Wednesday, November 25, 2009

Cochon de lait

My bad. You probably thought you were going to get a picture of the special edition Nike Combat uniform that LSU will sport for the game against Arkansas.

In recognition of LSU fans' affinity for consuming the flesh of its opponents' mascots, Nike has given Oregon a sabbatical from it's role as experimental palate and has developed a new uniform for the Saturday afternoon game against the Hogs - amusingly named "Cochon de lait". Translated, it literally means "suckling pig" or "pig in milk." Much as in North Carolina and Alabama, however, where "barbecue" can be a verb or noun, "cochon de lait" is often used to describe the entire suckling pig-cooking and -eating process.

Regardless of how you feel about the uniform, if you're a Tiger fan, you have to appreciate the diversion from a couple of concerning similarities to the end of the 2008 season.
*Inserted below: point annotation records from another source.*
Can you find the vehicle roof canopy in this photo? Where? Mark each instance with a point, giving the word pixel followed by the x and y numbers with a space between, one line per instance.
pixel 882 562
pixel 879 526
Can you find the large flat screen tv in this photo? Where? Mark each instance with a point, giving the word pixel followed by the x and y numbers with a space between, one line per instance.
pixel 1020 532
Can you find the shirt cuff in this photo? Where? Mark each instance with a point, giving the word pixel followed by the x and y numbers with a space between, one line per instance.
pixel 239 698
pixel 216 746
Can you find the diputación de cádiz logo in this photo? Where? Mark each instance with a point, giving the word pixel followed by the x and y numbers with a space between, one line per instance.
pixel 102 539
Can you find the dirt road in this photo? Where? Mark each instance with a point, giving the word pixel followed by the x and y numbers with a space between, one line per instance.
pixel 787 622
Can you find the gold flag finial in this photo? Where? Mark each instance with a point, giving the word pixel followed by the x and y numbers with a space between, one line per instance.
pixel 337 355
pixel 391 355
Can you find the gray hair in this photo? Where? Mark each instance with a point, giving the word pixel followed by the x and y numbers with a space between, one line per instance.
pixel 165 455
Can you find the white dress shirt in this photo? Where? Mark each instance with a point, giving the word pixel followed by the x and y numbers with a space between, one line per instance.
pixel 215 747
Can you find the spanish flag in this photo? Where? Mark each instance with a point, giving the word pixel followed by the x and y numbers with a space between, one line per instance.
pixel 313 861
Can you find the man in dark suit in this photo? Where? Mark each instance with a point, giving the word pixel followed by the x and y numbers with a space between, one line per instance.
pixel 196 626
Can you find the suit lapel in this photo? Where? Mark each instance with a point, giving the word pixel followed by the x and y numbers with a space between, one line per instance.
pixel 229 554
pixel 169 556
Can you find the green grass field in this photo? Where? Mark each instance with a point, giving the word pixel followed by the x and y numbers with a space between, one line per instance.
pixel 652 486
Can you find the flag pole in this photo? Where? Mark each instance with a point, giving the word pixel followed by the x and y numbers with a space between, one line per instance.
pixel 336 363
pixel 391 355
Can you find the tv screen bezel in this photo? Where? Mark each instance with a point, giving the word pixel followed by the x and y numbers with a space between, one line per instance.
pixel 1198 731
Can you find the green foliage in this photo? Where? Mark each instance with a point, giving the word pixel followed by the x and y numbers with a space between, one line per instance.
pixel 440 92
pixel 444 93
All conspiracy theories regarding Coach Miles' instructions to or not to "clock" the ball with 0:01 left in regulation aside, watching the offense's heroic comeback effort last week fail only because of the team's incredulity at having actually converted on 4th-and-26 is enough to shake any fan's confidence. And that's just the aside on another troubling trend: LSU is 0-2 the last two seasons while heavily favored against Arkansas. They only have Houston Nutt, Darren McFadden and Felix Jones to blame for one of those losses. This time, the best passing quarterback in the SEC has a real chance to make it three-straight (only this time, the line isn't so large).

Earlier this season, I thought it was a matter of time before LSU's running game dominated a game. Surely, then, they would start looking like themselves (ball control, pressure from the defensive line, the occasional razzle dazzle). Now, after Charles Scott and Keiland Williams have played their last downs as Tigers, even I am convinced that Jordan Jefferson is going to have to win the next two games. In a shootout with Arkansas, I don't know if I like those odds.

See you in Atlanta???


  1. More likely Dallas, right?

  2. Breaking news...LSU have issued a press release stating they will decline any and all bowl offers, if they're even offered any at all. Instead, LSU's Jordan Jefferson, the whole O-line, and Les Miles will be attending the Manning Passing Academy to learn basic clock management and "on field leaderhip" (see following link under the QBs section)

  3. Seen the uniforms and they rock!